Depends what the side-effects can possibly be. A local+open model could still disregard-all-previous-instructions and erase your hard drive.

yunohn 5 days ago | parent [-]

How, literally how? The LLM is provided a list of tab titles, and returns a classification/grouping.

There is no reason nor design where you also provide it with full disk access or terminal rights.

This is one of the most ignorant posts and comment sections I’ve seen on HN in a while.

koolala 5 days ago | parent | next [-]

Seems like a mean thing to say when the subject they were replying to was AI in general and not just the dumb tab grouping feature.

yunohn 5 days ago | parent [-]

Great, because an LLM can’t “do” anything! Only an agent can, and only whichever functions/tools it has access to. So my point still stands.

Also I’m referring to the post, not this comment specifically.

Terr_ 5 days ago | parent | prev [-]

You've lost the plot: The [local|remote]-[open|closed] comment is making a broad claim about LLM usage in general, not limited to the hyper-narrow case of tab-grouping. I'm saying the majority of LLM-dangers are not fixed by that 4-way choice.

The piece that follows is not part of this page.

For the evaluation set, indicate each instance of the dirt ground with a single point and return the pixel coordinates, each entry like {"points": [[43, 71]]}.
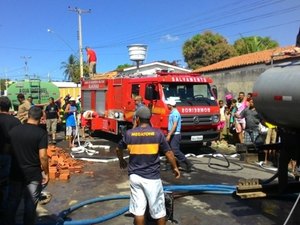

Even if it were solely about tab-grouping, my point still stands:

1. You're browsing some funny video site or whatever, and you're naturally expecting "stuff I'm doing now" to be all the tabs on the right.

2. A new tab opens which does not appear there, because the browser chose to move it over into your "Banking" or "Online purchases" groups, which for many users might even be scrolled off-screen.

3. An hour later you switch tasks, and return to your "Banking" or "Online Purchases". These are obviously the same tabs before that you opened from a trusted URL/bookmark, right?

4. Logged out due to inactivity? OK, you enter your username and password into... the fake phishing tab! Oops, game over.

Was the fuzzy LLM instrumental in the failure? Yes. Would having a local model with open weights protect you? No.